It was still hard to believe that Sinjin was really gone, that the embattled young man with the mulish streak as wide as Texas would never walk back through this door and flop down on the lower bunk and try to pretend that he wasn't a sweet kid--when he wasn't hopping to help out with this or fix that or fly the other or make sure that String wasn't going to break his own neck satisfying some curiosity. Dom would give just about anything to have even the churlish teenager back, to get his arms around those trademark Hawke shoulders and feel that much-fussed-with dark wavy hair against his jaw, to tell him how precious he was.

To shake him and scream at him for doing this to them, for doing this to String, for getting himself captured and tortured and killed, for letting the op get shot down, for going to war when he should have known that his brother would follow him and Dom would lose String, too.

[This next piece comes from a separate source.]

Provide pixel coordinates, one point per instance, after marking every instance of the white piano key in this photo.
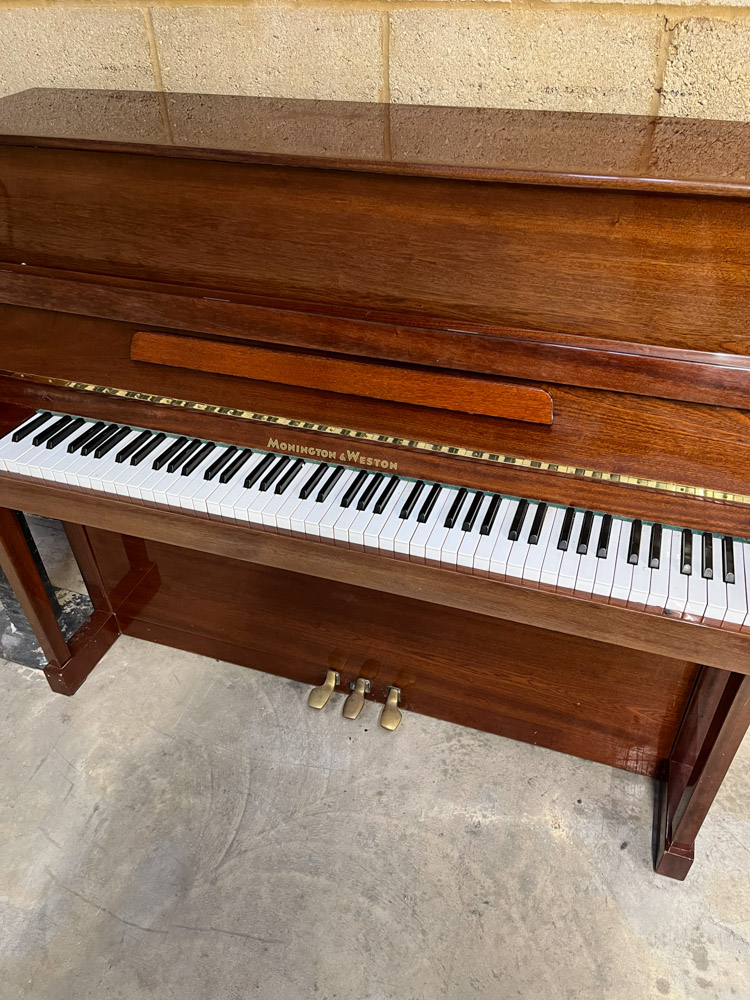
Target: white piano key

Dom sighed raggedly and slumped heavily against the side of the doorframe, running a hand down over his face as he finally admitted it to himself--he was angry. Furious. Enraged.

At Sinjin.

The nasty little voice in his head that had refused to die all through WWII whispered that there had to be something sick about being angry at the dead, but Dom ignored it with some effort; he'd grieved for too many not to know that his feelings weren't abnormal or an actual betrayal. Knowing didn't make it easier on his heart, though. He was angry at Sinjin, and part of him wanted to rail at the kid on behalf of that pitiful lump of grief huddled in his brother's bed, trying somehow to fill his brother's place, trying somehow to be his brother.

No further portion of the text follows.